As informações são do Relatório Mundial sobre Qualidade 2016, publicado pela Capgemini, empresa global em serviços de consultoria, tecnologia e terceirização, e a Sogeti, sua subsidiária de serviços de tecnologia e engenharia, em conjunto com a Hewlett Packard Enterprise (HPE).

Segundo o levantamento, as empresas, pressionadas para implantar novos produtos e serviços digitais, acham difícil encontrar o equilíbrio entre qualidade e velocidade de desenvolvimento, principalmente no que se refere a “internet das coisas”. Em 2016, o orçamento dedicado à garantia da qualidade e aos testes caiu 31%, após um aumento significativo de 18% para 35% durante os anos anteriores. A pesquisa revela que apesar da redução registrada neste ano, a previsão geral é que os gastos aumentarão para 40% em 2019.

O relatório mostra que muitas empresas estão adotando máquinas inteligentes para cortar custos e gerar eficiência. A crescente adoção de tecnologias digitais está consumindo grande parte do orçamento e as empresas estão tendo dificuldade para equilibrar a inovação e o custo.
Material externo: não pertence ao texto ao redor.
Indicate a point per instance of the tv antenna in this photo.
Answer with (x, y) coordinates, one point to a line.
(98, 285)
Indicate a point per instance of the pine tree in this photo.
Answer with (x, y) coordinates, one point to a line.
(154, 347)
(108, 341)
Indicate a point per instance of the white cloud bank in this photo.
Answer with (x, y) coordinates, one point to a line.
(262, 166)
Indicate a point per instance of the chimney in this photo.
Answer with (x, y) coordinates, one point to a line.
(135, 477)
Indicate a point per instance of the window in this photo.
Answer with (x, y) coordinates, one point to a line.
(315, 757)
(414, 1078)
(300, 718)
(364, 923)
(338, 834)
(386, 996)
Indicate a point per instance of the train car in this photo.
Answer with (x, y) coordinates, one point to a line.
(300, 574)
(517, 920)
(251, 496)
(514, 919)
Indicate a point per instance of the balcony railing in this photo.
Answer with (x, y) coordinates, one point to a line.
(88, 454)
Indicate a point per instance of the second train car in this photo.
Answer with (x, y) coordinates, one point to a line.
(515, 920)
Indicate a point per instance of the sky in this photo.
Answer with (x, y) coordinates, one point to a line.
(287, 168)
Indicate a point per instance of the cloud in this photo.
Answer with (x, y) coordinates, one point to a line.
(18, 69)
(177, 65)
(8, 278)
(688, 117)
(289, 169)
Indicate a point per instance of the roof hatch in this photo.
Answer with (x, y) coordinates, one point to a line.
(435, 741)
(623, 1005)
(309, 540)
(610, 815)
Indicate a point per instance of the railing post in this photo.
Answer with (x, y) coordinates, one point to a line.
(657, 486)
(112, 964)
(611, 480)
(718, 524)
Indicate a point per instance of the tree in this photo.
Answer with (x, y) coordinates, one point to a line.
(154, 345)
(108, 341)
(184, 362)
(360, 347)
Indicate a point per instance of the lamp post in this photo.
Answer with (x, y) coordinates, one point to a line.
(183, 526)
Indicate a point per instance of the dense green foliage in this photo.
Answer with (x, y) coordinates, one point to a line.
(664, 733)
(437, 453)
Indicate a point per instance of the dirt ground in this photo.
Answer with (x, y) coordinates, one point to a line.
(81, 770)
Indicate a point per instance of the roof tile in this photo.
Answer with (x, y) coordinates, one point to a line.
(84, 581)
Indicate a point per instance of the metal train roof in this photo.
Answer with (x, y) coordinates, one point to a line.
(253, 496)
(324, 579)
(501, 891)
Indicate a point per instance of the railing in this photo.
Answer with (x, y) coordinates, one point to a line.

De acordo com a pesquisa, 48% das empresas não estão conseguindo atender às necessidades conflitantes que surgem quando administram vários ambientes de teste.

No entanto, o relatório revela que para prevenir eventuais problemas, é preciso investir mais na garantia da qualidade baseada em inteligência, para facilitar a identificação e prevenção de problemas de qualidade antes que aconteçam.

Outro dado revelado pelo relatório é referente ao aumento na adoção de metodologias de teste ágeis e de DevOps para ajudar as empresas a lançarem novos produtos e serviços com mais velocidade. Entretanto, 44% das empresas estão relutantes em envolver as equipes de teste na fase inicial do planejamento, acreditando que isso pode interferir na velocidade, inadvertidamente colocando a segurança da empresa em risco.

De acordo com Hans van Waayenburg, executivo Grupo Capgemini, o relatório mostra que as empresas devem, cada vez mais, adotar uma abordagem estratégica e madura em relação à garantia da qualidade e aos testes. “A transformação digital oferece uma enorme oportunidade de crescimento, que só pode ser aproveitada se o engajamento entre o cliente e outros stakeholders for melhorado de forma ativa”, afirma. Segundo o executivo, as empresas devem ser proativas na tarefa de eliminar os gargalos existentes entre o negócio, o desenvolvimento, a qualidade e as operações, usando testes ágeis e DevOps para priorizar a geração de valor para o cliente e a relevância para o negócio.

“Para manter uma margem competitiva, os departamentos de teste e garantia da qualidade devem se voltar à automação do ecossistema, à análise preditiva e às atividades de teste baseadas na inteligência, para poderem garantir resultados para o negócio”, completa Waayenburg.

Para Raffi Margaliot, vice-presidente HPE Software as interações e relacionamentos estão sendo baseados em softwares e, o foco dos testes passou a ser a experiência completa do cliente. “O relatório desse ano destaca que a segurança, a experiência do cliente e a qualidade são mais importantes do que nunca. Esses elementos são fundamentais para garantir que as organizações obtenham a velocidade e alcance necessários para terem sucesso”, comenta.

Por fim, a pesquisa mostra que à medida que cresce a importância do papel da internet das coisas para as operações do negócio, todas as empresas devem adotar uma estratégia baseada em riscos, que crie um ecossistema de testes seguros. Para isso, o relatório recomenda que invista em soluções as-a-service (como serviço) para a gestão do ambiente, gestão dos dados e execução dos testes, bem como níveis superiores de engenharia em suas equipes, para que possam manter a integridade do sistema e impulsionar a inovação.